Il serait intéressant d'étudier concrètement, pour un pays particulier, l'organisation culturelle qui tient en mouvement le monde idéologique et d'en examiner le fonc­tionne­ment. Une étude du rapport numérique entre le personnel qui professionnelle­ment se consacre au travail actif culturel et la population des différents pays serait également utile, avec un calcul approximatif des forces libres. Dans chaque pays c'est l'école dans tous ses degrés, et l’Église, qui sont les deux plus grandes organisations culturelles, par le nombre du personnel occupé. Les journaux, les revues et l'activité libraire, les institutions scolaires privées, soit qu'elles complètent l'école d'État, soit qu'elles jouent le rôle d'institutions de culture du type universités populaires. D'autres professions incorporent dans leur activité spécialisée une fraction culturelle qui n'est pas indifférente, comme celle des médecins, des officiers de l'armée, de la magis­trature. Mais il faut noter que dans tous les pays, encore que dans une mesure diver­se, existe une grande coupure entre les masses populaires et les groupes intellectuels, même les plus nombreux et les plus proches de la masse nationale, comme les instituteurs et les prêtres ; et que cela se produit parce que, même là où les gouver­nants affirment le contraire en paroles, l'État comme tel n'a pas une conception unitaire, cohérente et homogène, ce qui fait que les groupes intellectuels sont disper­sés entre une couche et l'autre et dans les limites d'une même couche. L'Université, quelques pays mis à part, n'exerce aucune fonction unificatrice ; souvent un penseur libre a plus d'influence que toute l'institution universitaire etc.

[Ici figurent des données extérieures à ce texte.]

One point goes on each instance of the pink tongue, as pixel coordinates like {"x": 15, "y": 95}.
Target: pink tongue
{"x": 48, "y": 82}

A propos de la fonction historique remplie par la conception fataliste de la philo­so­phie de la praxis, on pourrait en faire un éloge funèbre, en demandant qu'on recon­naisse son utilité pour une certaine période historique, mais en soutenant, et pour cette raison précise, la nécessité de l'enterrer avec tous les honneurs qui lui sont dus. On pourrait en réalité comparer sa fonction à celle de la théorie de la grâce et de la pré­des­tination pour les débuts du monde moderne, théorie qui toutefois atteint son apogée dans la philosophie classique allemande et sa conception de la liberté com­me conscience de la nécessité. Elle a été un doublet populaire du cri « Dieu le veut », mais pourtant, même sur ce plan primitif et élémentaire, elle marquait le début d'une conception plus moderne et plus féconde que celle contenue dans « Dieu le veut », ou dans la théorie de la grâce. Est-il possible que « formellement», une nouvelle concep­tion se présente sous un aspect autre que l'aspect grossier et confus d'une plèbe ? Et toutefois l'historien, quand il a les perspectives nécessaires, réussit à préciser et à comprendre que les débuts d'un monde nouveau, toujours âpres et caillouteux, sont supérieurs au déclin d'un monde agonisant et aux « chants du cygne » qu'il produit dans son agonie.